How are these energies determined.
 A: Besides the szintillation gamma-ray detectors
there are the semiconductor-based gamma-ray detectors.
These semiconductor-based detectors (and especially the germanium-based one)
provide a much better energy resolution in comparison to the szintillation detectors.
From Gamma-ray spectrometer: How a GRS works

Another approach relies on using Germanium detectors
   - a crystal of hyperpure germanium
   that produces pulses proportional to the captured photon energy;
   while more sensitive, it has to be cooled to a low temperature,
   requiring a bulky cryogenic apparatus.
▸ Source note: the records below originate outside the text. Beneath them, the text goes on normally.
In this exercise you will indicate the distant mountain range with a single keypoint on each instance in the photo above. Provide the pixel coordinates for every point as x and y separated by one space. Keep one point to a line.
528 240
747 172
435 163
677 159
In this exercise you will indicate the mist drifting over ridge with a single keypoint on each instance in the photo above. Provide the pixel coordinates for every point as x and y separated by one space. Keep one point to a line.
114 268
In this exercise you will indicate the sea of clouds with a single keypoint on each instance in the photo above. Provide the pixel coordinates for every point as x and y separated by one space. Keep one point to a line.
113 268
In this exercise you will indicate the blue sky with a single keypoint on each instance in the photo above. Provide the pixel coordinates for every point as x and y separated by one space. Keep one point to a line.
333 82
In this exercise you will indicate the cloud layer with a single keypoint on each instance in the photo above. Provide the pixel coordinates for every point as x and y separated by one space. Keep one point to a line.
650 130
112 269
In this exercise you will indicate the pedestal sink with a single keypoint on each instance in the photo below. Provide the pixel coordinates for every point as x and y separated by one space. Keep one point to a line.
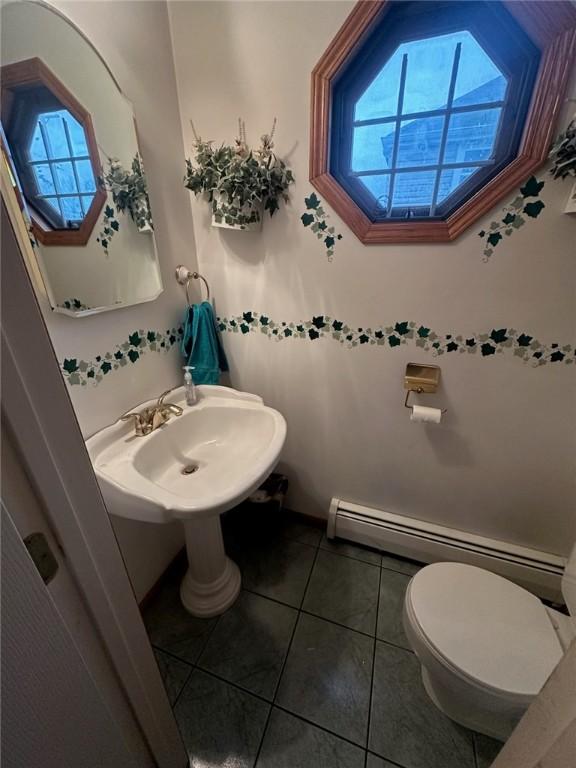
192 469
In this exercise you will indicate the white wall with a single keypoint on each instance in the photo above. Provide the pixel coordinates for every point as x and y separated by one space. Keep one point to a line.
134 39
501 463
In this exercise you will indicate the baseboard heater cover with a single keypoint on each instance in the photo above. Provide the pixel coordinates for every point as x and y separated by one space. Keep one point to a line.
540 572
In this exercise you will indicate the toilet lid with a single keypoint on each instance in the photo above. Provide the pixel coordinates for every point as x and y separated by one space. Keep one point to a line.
487 627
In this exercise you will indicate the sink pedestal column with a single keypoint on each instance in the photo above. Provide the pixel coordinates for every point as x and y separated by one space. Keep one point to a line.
212 581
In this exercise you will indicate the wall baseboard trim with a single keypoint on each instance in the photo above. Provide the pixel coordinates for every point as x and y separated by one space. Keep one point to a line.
539 572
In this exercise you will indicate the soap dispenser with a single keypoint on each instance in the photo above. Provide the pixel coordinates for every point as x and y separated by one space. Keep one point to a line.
189 388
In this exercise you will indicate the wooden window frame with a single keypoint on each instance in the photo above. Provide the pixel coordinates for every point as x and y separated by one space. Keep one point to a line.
33 72
551 26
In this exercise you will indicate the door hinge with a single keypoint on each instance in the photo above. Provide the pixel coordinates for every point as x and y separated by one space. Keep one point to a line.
40 552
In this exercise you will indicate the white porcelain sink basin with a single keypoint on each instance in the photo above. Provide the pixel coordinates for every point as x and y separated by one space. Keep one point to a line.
192 468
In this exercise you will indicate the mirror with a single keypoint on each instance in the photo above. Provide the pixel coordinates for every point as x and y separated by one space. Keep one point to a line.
69 139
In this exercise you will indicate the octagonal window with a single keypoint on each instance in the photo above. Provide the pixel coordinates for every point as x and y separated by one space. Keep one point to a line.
54 153
429 104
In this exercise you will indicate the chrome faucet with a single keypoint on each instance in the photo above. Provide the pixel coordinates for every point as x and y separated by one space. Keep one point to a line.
149 419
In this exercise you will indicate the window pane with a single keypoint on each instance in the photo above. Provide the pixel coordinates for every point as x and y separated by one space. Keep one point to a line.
380 99
65 178
479 79
71 209
368 144
419 142
378 186
37 148
77 136
87 202
472 135
429 70
55 136
53 203
412 190
451 180
85 176
44 180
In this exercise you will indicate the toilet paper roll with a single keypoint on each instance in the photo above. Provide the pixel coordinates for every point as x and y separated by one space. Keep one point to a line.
426 415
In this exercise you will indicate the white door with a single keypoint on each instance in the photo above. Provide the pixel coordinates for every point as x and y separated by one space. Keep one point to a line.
53 713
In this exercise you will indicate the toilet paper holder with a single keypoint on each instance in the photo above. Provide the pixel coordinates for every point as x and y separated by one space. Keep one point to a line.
422 379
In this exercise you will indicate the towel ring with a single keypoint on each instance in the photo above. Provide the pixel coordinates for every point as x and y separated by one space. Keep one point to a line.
183 277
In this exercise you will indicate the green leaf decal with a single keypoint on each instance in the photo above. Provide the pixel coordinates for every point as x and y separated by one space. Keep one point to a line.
533 209
532 188
312 202
70 366
499 336
494 238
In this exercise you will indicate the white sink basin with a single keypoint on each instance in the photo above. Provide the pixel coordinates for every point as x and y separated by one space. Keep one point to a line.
230 440
192 468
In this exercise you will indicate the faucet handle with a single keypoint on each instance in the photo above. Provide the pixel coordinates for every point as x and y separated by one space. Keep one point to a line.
140 425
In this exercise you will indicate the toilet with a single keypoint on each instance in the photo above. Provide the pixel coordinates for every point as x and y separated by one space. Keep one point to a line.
486 645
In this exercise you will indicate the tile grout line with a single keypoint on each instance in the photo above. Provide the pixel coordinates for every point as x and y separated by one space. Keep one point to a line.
285 658
331 621
372 675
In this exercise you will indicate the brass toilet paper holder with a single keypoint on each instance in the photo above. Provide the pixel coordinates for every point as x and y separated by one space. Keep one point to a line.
421 379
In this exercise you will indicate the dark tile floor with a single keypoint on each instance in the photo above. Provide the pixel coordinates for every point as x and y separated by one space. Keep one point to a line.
310 668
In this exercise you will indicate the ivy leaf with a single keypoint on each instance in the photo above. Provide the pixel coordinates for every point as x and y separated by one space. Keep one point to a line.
532 187
312 202
70 366
534 209
401 328
499 336
494 238
524 340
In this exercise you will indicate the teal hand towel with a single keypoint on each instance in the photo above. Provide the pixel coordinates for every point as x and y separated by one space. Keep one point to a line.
201 345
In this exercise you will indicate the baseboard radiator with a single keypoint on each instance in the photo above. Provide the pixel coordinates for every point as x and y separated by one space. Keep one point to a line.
540 572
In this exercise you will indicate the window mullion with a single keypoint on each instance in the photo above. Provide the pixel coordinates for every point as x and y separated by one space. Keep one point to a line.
47 148
397 131
452 88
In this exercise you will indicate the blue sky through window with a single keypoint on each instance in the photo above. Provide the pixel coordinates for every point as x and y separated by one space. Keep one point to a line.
450 75
61 165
Therefore you can calibrate a szintillation detector with the
gamma energies measured with a semiconductor-based detector.
But this immediately raises the next question:
How can a semiconductor-based gamma-ray detector be calibrated?
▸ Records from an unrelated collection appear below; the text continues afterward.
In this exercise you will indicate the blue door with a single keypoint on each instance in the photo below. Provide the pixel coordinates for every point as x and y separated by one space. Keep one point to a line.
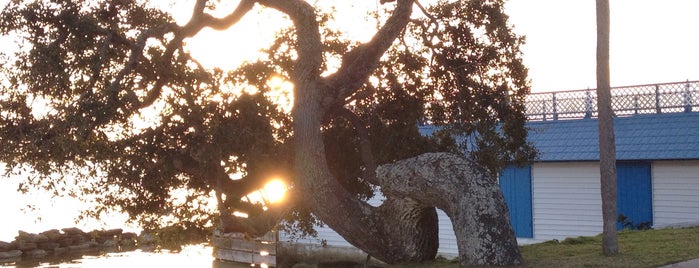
634 193
516 185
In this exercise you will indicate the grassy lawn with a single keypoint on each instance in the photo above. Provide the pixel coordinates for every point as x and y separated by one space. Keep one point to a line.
651 248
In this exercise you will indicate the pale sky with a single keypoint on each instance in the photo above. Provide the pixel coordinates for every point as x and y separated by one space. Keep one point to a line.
652 41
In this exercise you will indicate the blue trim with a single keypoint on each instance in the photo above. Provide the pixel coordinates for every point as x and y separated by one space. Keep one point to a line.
516 185
634 193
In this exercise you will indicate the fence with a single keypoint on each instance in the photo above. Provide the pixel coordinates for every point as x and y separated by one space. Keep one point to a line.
628 100
244 251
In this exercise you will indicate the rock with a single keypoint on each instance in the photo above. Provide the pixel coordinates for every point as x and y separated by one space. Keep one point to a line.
59 251
78 247
110 243
53 234
11 254
49 245
78 238
73 231
38 238
93 244
65 242
127 243
112 232
5 247
26 246
129 236
146 239
36 253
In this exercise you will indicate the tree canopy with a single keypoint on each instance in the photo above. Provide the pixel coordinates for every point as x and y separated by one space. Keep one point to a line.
107 93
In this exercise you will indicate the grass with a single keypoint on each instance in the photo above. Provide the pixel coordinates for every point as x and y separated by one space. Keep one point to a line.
651 248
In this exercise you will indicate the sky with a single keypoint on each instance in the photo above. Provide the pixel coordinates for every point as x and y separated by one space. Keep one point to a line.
651 42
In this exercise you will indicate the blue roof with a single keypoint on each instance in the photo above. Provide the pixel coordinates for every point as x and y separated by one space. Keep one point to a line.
672 136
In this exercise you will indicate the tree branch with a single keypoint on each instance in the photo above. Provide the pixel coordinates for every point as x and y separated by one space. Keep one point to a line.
358 64
310 49
199 21
215 176
369 172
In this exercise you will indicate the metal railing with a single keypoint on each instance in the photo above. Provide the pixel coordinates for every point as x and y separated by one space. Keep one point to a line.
629 100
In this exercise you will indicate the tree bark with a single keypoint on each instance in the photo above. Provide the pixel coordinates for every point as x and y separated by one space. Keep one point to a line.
472 200
607 145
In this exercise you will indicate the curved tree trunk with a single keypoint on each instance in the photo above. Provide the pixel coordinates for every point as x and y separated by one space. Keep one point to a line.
472 200
401 230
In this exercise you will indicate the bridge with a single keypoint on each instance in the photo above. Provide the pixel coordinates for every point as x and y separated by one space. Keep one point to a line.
628 100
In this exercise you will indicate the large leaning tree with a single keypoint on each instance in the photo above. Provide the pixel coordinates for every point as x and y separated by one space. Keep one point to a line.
102 100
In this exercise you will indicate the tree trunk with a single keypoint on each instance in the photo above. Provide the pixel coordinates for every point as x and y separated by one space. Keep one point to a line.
401 230
472 200
606 133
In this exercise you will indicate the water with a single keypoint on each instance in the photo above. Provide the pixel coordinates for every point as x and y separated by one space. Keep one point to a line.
189 256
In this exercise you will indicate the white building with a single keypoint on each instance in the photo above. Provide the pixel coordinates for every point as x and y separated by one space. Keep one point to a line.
558 196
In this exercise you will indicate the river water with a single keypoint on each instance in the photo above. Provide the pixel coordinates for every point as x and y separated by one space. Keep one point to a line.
189 256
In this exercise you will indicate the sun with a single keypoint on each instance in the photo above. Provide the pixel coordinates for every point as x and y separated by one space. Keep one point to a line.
274 191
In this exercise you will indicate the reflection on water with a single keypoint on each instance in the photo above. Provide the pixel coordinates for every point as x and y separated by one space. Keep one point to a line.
190 256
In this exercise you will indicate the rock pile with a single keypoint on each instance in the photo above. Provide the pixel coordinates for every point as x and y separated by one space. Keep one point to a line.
70 240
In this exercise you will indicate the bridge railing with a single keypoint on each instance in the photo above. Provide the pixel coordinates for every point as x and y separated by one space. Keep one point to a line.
627 100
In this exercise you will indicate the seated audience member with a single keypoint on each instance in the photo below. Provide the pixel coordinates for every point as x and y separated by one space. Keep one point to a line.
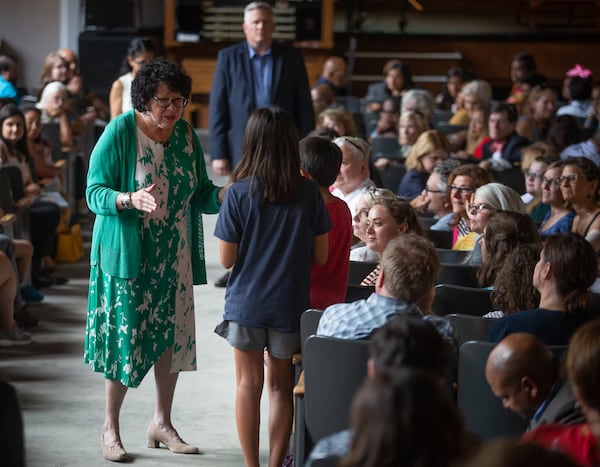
522 64
141 50
589 148
397 80
538 114
405 419
387 125
360 251
503 151
10 334
580 90
462 183
404 341
513 453
8 79
535 159
320 160
44 215
591 121
560 217
50 174
334 75
410 126
430 149
524 373
434 199
513 289
401 288
504 231
339 119
566 270
354 176
580 442
476 94
418 100
53 104
487 199
579 185
446 99
388 218
475 136
564 131
322 97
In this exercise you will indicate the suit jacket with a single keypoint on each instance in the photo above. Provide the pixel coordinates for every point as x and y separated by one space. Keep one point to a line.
562 408
511 151
232 96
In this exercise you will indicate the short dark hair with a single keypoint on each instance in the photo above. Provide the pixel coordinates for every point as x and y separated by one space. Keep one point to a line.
320 158
410 341
501 107
580 88
574 266
160 70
For low-energy gamma-rays you can measure their
wavelength $\lambda$ from diffraction by crystals.
This is the same method as used for measuring X-ray wavelengths
(see also Bragg's law),
because low-energy gamma-rays and high-energy X-rays are essentially
the same thing.
From the wavelength $\lambda$ the energy $E$ of the gamma-photon
can be calculated by $E = h\nu = hc/\lambda$.
However, this method is applicable only if the wavelength is not much smaller
than the atomic distances in the crystal (i.e. for low-energy gamma-rays),
otherwise the diffraction angles would be unmeasurable small.